Сэр Уинстон помог королеве Виктории сесть в автомобиль, а затем забрался в него сам, и они умчались прочь.

– Майкл Фарадей, ты мне больше не сын! – провозгласил отец. – Королева, разумеется, права. Все здравомыслящие люди не могут здесь больше оставаться и должны немедленно разойтись по домам. Останутся только предатели.

– Иди и подавись собственными клише, – спокойно предложил ему Майкл. – Ты свою роль сыграл. Если в твою задачу входило вырастить меня так, чтобы я поверил в истинность нереального мира, ты ее не выполнил.

Парами и по трое сухари начали медленно расходиться, кто-то бормотал себе под нос, кто-то делал угрожающие жесты, казавшиеся бессмысленно комичными. «И почему только я их боялся?» – удивленно подумал Майкл. А потом он понял… Это все шутка – самая потрясающая шутка на свете. Именно машинам, а не людям суждено поражение. Неудача эксперимента – или что там еще? – была предопределена с самого начала. Если машины подчинят себе хрупких, опыт провалится. Но и в противном случае результат точно такой же. Он мог оказаться успешным, только если бы хрупкие остались пассивными, нелюбопытными и не интересовались миром, который их окружает.

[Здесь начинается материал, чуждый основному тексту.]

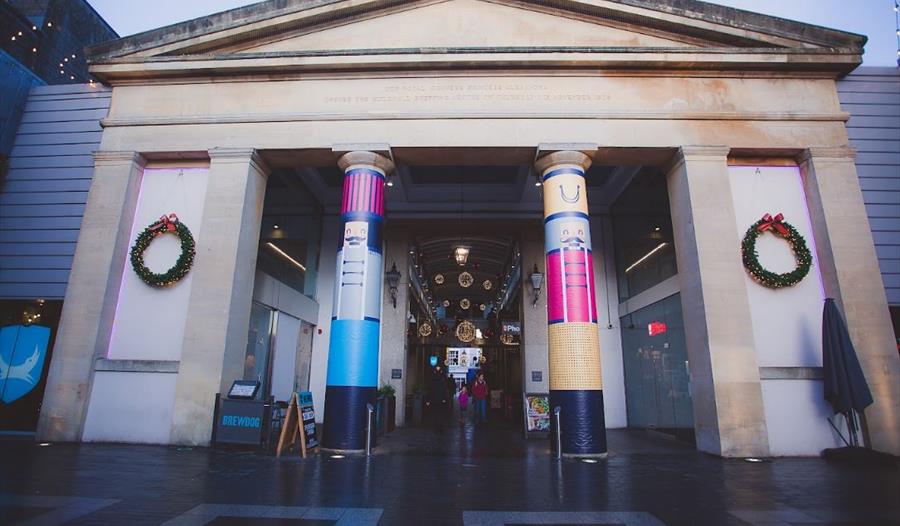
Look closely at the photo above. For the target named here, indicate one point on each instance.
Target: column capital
(365, 157)
(696, 153)
(239, 155)
(836, 153)
(113, 158)
(563, 157)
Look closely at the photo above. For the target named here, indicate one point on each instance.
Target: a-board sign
(299, 424)
(307, 419)
(537, 414)
(240, 421)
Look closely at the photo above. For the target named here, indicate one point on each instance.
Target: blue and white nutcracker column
(576, 384)
(352, 378)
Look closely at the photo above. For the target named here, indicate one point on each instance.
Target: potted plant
(388, 392)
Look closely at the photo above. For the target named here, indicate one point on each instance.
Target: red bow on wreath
(169, 222)
(773, 222)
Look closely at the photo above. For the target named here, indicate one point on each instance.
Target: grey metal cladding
(872, 96)
(44, 193)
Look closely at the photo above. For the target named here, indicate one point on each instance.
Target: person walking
(480, 393)
(463, 398)
(437, 398)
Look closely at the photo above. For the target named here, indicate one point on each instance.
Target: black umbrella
(845, 385)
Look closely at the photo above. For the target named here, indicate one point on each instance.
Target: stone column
(850, 275)
(218, 314)
(92, 293)
(352, 378)
(576, 384)
(729, 419)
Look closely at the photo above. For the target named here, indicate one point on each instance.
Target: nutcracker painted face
(355, 233)
(571, 235)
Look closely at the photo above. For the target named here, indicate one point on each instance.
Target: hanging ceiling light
(461, 255)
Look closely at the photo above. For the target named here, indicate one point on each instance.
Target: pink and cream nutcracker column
(352, 377)
(576, 385)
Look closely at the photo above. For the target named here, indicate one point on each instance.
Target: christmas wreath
(166, 224)
(782, 229)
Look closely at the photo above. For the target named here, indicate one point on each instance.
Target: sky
(873, 18)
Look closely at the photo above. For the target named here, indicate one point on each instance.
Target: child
(463, 403)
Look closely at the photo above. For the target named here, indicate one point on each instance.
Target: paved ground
(488, 476)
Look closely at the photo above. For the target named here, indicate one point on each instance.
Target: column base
(582, 422)
(346, 417)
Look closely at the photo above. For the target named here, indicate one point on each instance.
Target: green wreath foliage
(181, 267)
(795, 240)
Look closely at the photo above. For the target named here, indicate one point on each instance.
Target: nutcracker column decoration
(352, 377)
(576, 385)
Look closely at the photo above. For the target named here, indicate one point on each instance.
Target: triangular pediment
(287, 36)
(470, 23)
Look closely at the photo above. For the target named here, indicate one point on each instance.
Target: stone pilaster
(576, 383)
(850, 275)
(218, 315)
(394, 320)
(352, 378)
(92, 293)
(729, 418)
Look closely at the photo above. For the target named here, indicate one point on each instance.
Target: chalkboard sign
(243, 390)
(299, 422)
(537, 414)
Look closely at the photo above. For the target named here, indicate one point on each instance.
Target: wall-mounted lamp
(537, 279)
(393, 278)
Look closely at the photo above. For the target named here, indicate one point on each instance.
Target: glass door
(259, 343)
(657, 382)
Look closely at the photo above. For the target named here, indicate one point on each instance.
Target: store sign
(240, 421)
(22, 352)
(656, 328)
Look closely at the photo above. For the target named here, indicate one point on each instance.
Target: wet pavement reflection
(488, 474)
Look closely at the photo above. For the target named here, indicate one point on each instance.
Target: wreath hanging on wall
(786, 231)
(165, 225)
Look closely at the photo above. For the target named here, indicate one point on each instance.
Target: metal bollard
(556, 411)
(371, 411)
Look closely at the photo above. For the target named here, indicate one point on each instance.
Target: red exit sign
(655, 328)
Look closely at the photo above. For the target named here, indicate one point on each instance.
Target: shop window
(657, 380)
(259, 347)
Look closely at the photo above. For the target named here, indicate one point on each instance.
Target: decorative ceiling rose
(465, 331)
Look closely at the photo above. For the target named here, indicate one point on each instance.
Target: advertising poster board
(537, 414)
(299, 422)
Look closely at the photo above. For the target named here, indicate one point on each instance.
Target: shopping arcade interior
(485, 201)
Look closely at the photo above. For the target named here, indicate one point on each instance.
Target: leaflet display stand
(299, 421)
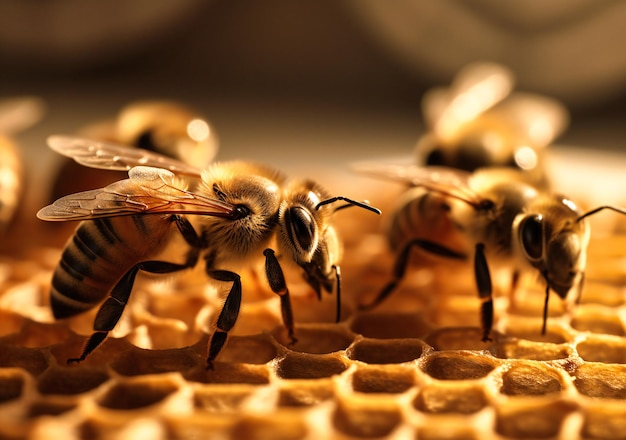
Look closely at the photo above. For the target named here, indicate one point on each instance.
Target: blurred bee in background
(16, 114)
(479, 122)
(493, 217)
(165, 127)
(234, 213)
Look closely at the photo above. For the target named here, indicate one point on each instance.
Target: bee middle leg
(228, 316)
(277, 282)
(111, 310)
(402, 262)
(483, 283)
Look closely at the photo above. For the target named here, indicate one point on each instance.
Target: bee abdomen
(92, 262)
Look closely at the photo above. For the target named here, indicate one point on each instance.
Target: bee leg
(338, 277)
(483, 282)
(228, 315)
(191, 237)
(111, 310)
(277, 283)
(402, 262)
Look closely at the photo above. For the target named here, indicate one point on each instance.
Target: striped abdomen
(99, 253)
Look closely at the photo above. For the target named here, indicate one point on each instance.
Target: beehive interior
(415, 367)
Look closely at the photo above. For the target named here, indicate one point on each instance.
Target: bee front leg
(111, 310)
(228, 315)
(402, 262)
(483, 282)
(277, 283)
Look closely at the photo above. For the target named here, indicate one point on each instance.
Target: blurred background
(312, 83)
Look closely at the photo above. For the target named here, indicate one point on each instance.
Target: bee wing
(109, 156)
(17, 114)
(476, 88)
(537, 119)
(147, 191)
(448, 181)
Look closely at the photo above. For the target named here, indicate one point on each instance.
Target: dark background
(311, 82)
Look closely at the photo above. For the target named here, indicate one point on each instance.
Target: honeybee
(165, 127)
(16, 114)
(234, 213)
(479, 121)
(492, 217)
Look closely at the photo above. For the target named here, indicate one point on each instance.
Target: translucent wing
(109, 156)
(536, 119)
(17, 114)
(476, 88)
(146, 191)
(447, 181)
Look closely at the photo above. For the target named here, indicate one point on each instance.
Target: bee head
(555, 243)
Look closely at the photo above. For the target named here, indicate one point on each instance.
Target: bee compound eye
(301, 227)
(531, 235)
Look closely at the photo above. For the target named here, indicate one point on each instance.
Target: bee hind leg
(402, 262)
(277, 283)
(483, 283)
(228, 316)
(111, 310)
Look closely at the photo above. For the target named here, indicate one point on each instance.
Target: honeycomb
(415, 367)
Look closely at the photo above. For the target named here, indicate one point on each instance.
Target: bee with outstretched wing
(489, 217)
(232, 214)
(480, 122)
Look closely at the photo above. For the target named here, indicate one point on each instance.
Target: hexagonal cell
(531, 380)
(375, 419)
(448, 398)
(453, 431)
(11, 384)
(512, 348)
(230, 373)
(71, 380)
(50, 408)
(280, 426)
(390, 325)
(386, 351)
(601, 381)
(316, 339)
(457, 338)
(305, 392)
(605, 349)
(252, 349)
(135, 394)
(458, 365)
(309, 366)
(532, 419)
(531, 329)
(33, 360)
(35, 334)
(138, 361)
(388, 379)
(596, 319)
(597, 292)
(604, 421)
(222, 399)
(10, 322)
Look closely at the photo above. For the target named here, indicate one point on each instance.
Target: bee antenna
(350, 202)
(600, 208)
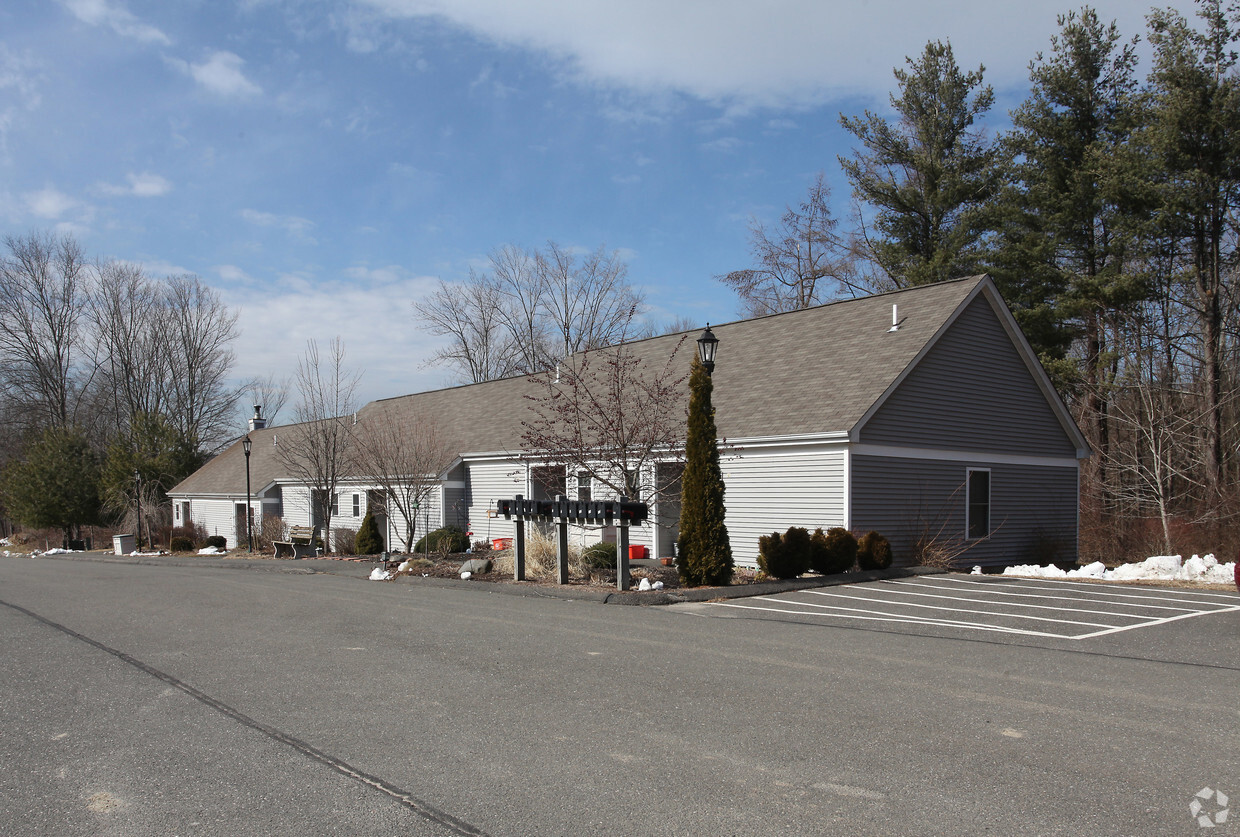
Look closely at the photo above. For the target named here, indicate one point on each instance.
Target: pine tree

Майкл сосчитал оставшихся собратьев. Сорок два человека – и он сам.

Они смотрели на него – кто-то озадаченно, иные удивленно, некоторые улыбались, а на нескольких лицах Майкл увидел гордость.

Его охватило чувство сопричастности. «Вот мои братья и сестры, – подумал он. – Я из их числа, они такие же, как я. С этого момента фантазиям и притворству положен конец. С этого момента мы все будем делать вместе, не скрываясь».

Он спрыгнул со стены и взял Эмили за руку. Остальные хрупкие подошли к ним поближе. Чарлз Дарвин, Мэри Кингсли, Дороти Вордсворт, Джозеф Листер, Джеймс Уатт, Чарльз Бэббидж, Элизабет Барретт, Джон Далтон…

– Итак, – сказал Майкл, – мы единственные настоящие люди в городе, который нас научили называть Лондоном. Наконец мы можем разговаривать свободно и открыто. Мне кажется, нам нужно многое друг другу сказать и принять несколько важных решений. Что бы ни произошло в дальнейшем, наша жизнь изменилась навсегда.